One of the topics I write about most frequently on my other blog is happiness. I am sort an encyclopedia of the research people have done in the past twenty years about what makes us happy.

The most surprising thing is that happiness has to do with outlook. If you are positive and you feel that you are in control of whether or not you get what you want, then you are happier. But you can't really change your outlook.  We are born with a happiness setpoint, which Sonja Lyubomirsky explains in her book The How of Happiness. We can control for 30% of our happiness setpoint. (Which seems, unfortunately, similar to the situation with our weight.)

So, if you get your arm cut off, you'd think it would make you really unhappy, but it makes you sad for only a year or so. Then you go back to your setpoint. This research is described thoroughly in Dan Gilbert's book, Stumbling on Happiness.  Interestingly, one of the few bad things that your brain cannot adjust to is a bad commute. The amputated arm is the same every day—nothing changes about that the arm is gone. So we adjust. The bad traffic is bad in a different way every time and you never know what to expect so you can never adjust to the badness and get back to your setpoint.

I use this information to think about travel with my kids.
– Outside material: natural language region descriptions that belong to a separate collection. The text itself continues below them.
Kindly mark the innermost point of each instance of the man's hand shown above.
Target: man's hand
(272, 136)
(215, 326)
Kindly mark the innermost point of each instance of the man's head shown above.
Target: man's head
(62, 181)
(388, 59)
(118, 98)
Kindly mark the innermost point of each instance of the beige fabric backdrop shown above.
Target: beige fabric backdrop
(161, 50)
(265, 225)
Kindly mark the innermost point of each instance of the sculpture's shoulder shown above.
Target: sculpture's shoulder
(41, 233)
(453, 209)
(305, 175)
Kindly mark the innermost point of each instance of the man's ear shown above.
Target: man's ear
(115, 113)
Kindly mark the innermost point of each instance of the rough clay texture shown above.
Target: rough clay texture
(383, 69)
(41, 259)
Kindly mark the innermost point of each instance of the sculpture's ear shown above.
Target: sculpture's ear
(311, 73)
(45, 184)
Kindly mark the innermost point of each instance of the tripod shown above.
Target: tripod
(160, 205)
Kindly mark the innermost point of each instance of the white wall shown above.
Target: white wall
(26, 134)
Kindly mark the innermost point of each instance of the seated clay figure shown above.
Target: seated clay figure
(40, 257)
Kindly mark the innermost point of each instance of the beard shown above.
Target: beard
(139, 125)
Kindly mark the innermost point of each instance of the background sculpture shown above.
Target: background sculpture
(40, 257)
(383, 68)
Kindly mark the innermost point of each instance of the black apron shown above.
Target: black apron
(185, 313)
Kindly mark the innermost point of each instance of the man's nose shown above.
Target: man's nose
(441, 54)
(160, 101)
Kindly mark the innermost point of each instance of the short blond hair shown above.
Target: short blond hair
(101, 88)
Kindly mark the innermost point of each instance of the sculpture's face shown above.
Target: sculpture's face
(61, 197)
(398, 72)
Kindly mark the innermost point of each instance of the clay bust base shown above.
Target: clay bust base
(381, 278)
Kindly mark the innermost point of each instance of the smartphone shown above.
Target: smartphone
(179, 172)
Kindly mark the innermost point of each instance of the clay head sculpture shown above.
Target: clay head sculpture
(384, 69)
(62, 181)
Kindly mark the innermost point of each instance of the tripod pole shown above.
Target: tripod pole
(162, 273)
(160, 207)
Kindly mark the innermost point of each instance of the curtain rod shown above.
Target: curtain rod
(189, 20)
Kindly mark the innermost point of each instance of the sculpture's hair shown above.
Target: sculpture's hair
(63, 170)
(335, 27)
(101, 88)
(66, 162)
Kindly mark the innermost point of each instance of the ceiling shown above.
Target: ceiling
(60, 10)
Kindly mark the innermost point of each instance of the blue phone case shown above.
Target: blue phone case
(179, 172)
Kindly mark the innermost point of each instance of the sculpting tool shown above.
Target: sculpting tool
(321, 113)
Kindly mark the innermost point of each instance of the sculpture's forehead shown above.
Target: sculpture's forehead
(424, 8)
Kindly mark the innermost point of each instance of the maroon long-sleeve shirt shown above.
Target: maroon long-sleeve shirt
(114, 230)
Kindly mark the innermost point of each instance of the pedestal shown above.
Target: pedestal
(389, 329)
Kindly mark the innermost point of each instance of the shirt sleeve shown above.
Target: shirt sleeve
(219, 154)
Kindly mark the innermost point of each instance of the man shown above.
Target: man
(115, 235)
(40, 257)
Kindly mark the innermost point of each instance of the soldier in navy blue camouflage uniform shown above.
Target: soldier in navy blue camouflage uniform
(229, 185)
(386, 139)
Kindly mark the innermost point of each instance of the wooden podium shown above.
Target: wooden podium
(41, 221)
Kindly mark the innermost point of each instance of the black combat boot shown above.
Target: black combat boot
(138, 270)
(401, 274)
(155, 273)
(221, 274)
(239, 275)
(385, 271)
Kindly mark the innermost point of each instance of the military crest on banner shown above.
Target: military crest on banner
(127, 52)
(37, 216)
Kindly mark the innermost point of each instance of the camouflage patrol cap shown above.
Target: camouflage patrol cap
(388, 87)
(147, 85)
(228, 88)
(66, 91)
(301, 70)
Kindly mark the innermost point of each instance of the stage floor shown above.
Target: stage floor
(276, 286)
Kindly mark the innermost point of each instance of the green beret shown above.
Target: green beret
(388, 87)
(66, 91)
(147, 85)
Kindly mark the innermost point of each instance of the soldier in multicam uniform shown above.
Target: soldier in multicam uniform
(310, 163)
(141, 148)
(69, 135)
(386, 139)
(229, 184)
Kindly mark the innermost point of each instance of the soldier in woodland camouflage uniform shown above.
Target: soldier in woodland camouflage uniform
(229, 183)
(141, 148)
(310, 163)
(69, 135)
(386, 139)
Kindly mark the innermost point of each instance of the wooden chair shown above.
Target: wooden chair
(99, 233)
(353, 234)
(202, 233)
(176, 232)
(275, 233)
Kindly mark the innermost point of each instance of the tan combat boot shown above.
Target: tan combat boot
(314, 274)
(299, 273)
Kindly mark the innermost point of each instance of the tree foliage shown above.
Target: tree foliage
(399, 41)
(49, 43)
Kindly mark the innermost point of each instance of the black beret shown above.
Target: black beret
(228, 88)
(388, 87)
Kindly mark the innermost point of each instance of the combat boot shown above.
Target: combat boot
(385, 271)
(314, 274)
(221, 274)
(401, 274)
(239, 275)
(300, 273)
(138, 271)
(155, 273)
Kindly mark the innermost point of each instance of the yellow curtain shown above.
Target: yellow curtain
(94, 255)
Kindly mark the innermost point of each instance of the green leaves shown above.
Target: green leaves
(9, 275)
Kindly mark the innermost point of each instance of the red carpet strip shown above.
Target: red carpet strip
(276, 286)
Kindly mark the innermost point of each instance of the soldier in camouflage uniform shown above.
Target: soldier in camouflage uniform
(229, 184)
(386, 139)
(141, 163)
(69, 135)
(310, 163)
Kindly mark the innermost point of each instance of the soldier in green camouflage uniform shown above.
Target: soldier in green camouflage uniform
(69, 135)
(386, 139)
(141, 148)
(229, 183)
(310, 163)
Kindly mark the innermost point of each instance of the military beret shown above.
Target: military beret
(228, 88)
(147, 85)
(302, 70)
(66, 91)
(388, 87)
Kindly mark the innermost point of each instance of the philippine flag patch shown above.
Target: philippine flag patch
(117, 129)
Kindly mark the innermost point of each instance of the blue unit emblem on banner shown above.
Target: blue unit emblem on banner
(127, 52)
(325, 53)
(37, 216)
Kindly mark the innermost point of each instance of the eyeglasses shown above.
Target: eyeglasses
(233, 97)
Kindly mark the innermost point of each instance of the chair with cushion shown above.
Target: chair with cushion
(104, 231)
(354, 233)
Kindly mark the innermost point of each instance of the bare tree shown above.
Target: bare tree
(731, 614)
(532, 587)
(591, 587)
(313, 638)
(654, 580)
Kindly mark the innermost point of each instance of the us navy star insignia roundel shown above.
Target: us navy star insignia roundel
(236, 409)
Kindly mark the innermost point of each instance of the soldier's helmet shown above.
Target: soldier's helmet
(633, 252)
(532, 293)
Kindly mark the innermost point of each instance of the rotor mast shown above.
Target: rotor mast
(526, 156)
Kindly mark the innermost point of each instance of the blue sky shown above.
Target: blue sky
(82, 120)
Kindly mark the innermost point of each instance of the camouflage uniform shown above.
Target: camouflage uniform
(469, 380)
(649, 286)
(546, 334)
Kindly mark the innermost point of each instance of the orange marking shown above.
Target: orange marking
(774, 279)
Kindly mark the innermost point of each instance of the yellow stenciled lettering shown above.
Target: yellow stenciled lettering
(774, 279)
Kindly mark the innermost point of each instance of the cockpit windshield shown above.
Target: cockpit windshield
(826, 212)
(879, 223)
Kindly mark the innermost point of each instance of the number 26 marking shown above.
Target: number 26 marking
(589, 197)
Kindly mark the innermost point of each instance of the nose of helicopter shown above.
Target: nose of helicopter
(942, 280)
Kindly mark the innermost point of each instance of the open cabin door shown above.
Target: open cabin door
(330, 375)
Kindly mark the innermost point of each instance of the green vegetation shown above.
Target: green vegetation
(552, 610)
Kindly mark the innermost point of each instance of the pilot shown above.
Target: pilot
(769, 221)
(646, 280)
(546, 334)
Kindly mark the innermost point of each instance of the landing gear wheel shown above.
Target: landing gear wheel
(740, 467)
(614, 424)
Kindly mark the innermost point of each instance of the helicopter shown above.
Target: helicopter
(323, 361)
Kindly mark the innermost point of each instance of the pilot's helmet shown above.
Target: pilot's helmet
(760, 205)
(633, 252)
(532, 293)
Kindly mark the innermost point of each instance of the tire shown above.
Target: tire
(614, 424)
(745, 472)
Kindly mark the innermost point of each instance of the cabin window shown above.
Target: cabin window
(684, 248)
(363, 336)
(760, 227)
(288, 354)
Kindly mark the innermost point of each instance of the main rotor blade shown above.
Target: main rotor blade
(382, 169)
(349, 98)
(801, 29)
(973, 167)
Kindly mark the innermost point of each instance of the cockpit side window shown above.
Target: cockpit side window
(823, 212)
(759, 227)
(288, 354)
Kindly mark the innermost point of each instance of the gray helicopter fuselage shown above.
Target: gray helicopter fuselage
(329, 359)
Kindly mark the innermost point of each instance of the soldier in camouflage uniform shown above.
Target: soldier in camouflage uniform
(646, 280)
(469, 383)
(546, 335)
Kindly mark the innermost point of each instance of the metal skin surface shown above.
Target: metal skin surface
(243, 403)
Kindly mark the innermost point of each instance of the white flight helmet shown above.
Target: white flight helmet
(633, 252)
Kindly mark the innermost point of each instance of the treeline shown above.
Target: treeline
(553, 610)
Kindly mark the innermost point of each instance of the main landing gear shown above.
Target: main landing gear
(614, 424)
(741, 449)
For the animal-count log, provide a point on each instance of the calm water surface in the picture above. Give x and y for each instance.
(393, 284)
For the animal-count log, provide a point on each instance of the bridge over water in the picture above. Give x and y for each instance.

Because we live so far away from a city, we do a lot of driving, and we travel eight hours to and from cello lessons every Thursday. I thought it would be really hard on my son. I decided that it might work if I keep things regular, though, and I think the predictability of the travel might be making it manageable.

I walked out of the house last Thursday morning and saw that my son had packed his suitcase and put it next to the car to go into the trunk. He had settled into his seat with his DS and his jelly sandwich, and he was set to go. The sight of him knowing the routine so well, and being able to manage himself so well made me so happy.